The article presents the results of a content-analytical study of 243 publications in online media of Ukraine during 2021 in comparison with the results of earlier monitorings of Ukrainian offline and online media. Analysis of both scientific literature shows that hate speech against minorities (in particular, LGBT) is an urgent issue that has a distinct practical dimension, because the spread of hate in the online environment can have the nature of an epidemic and be accompanied by an increase in violent acts. Although the results have a number of limitations (different ways of forming selective sets of media materials in the analyzed studies, lack of research consensus on the definition of hate speech, attribution of the collected data to the period before the beginning of the massive invasion of the Russian Federation troops on the territory of Ukraine and impossibility of reflecting the state of society in the war time), it showed that the number of news related to LGBT was decreasing, despite of media samples design.

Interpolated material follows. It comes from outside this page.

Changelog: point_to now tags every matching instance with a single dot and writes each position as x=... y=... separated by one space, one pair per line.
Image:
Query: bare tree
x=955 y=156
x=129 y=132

Publications containing hate speech were from 2 to 25%. Hate speech in these publications was usually quotes and does not express the position of the journalist. Hate speech arose in the context of both public and internal actions of the LGBT community and was accompanied by calls for violence or violence itself. Stronger hate speech was more typical for anonymous internet commentators, street hooligans (including those from organized right-wing gangs), and small local public figures. The collected materials are analyzed in the paradigm of R. Connell’s hierarchy of masculinities. Hate speech is characteristic primarily for the statements of athletes, military and politicians, that is, those who are associated in the public consciousness with the stereotypical image of a “real man”. In further studies, approaches to the formation of media samples should be standardized, as well as, the tools for automatic or semi-automatic content analysis should be developed. All this will facilitate the study of changes in hate speech in the public space.